If each packet makes it to the receiver and has a small constant end-to-end delay, then packets arrive at the receiver periodically every 20 msec during a talk spurt. In these ideal conditions, the receiver can simply play back each chunk as soon as it arrives. But, unfortunately, some packets can be lost and most packets will not have the same end-to-end delay, even in a lightly congested Internet. For this reason, the receiver must take more care in (1) determining when to play back a chunk, and (2) determining what to do with a missing chunk. 

6.3.1: The Limitations of a Best-Effort Service

We mentioned that the best-effort service can lead to packet loss, excessive end-to-end delay, and delay jitter. Let's examine these issues in more detail. 

Packet Loss

Consider one of the UDP segments generated by our Internet phone application. The UDP segment is encapsulated in an IP datagram. As the datagram wanders through the network, it passes through buffers (that is, queues) in the routers in order to access outbound links. It is possible that one or more of the buffers in the route from sender to receiver is full and cannot admit the IP datagram. In this case, the IP datagram is discarded, never to arrive at the receiving application. 

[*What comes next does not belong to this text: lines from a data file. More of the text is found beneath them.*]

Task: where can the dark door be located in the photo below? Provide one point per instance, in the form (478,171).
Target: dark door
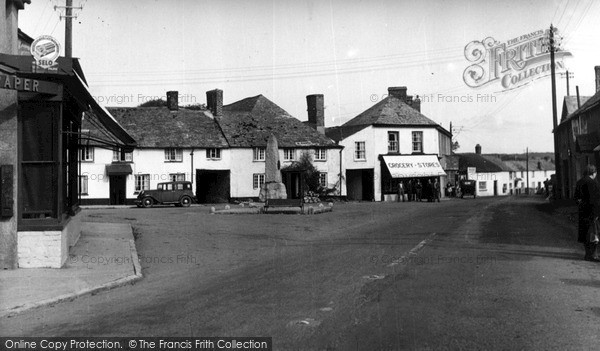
(368,185)
(118,189)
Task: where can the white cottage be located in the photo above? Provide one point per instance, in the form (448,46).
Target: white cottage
(220,149)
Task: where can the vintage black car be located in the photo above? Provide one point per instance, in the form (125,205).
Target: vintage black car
(169,193)
(467,187)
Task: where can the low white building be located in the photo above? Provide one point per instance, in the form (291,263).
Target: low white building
(495,176)
(220,149)
(389,143)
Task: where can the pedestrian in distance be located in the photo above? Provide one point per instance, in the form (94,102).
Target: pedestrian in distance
(401,191)
(587,195)
(410,190)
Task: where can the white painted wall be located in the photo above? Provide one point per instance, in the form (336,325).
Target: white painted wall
(152,161)
(376,143)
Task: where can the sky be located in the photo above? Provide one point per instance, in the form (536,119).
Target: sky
(351,51)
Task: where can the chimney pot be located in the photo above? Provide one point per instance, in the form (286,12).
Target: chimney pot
(316,112)
(214,101)
(597,70)
(398,92)
(173,100)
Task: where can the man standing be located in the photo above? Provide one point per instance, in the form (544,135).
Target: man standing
(587,195)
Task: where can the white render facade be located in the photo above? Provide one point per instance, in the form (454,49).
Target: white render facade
(376,143)
(150,167)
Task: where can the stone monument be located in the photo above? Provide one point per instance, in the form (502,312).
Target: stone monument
(273,187)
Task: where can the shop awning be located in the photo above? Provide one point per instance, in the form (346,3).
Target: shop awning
(118,169)
(413,166)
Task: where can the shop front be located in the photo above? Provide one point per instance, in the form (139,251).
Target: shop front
(40,185)
(417,172)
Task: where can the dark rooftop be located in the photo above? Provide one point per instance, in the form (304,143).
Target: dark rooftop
(155,127)
(249,122)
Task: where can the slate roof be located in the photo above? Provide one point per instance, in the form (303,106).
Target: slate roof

Loss could be eliminated by sending the packets over TCP rather than over UDP. Recall that TCP retransmits packets that do not arrive at the destination. However, retransmission mechanisms are often considered unacceptable for interactive real-time audio applications such as Internet phone, because they increase end-to-end delay [Bolot 1996]. Furthermore, due to TCP congestion control, after packet loss the transmission rate at the sender can be reduced to a rate that is lower than the drain rate at the receiver. This can have a severe impact on voice intelligibility at the receiver. For these reasons, almost all existing Internet phone applications run over UDP and do not bother to retransmit lost packets. 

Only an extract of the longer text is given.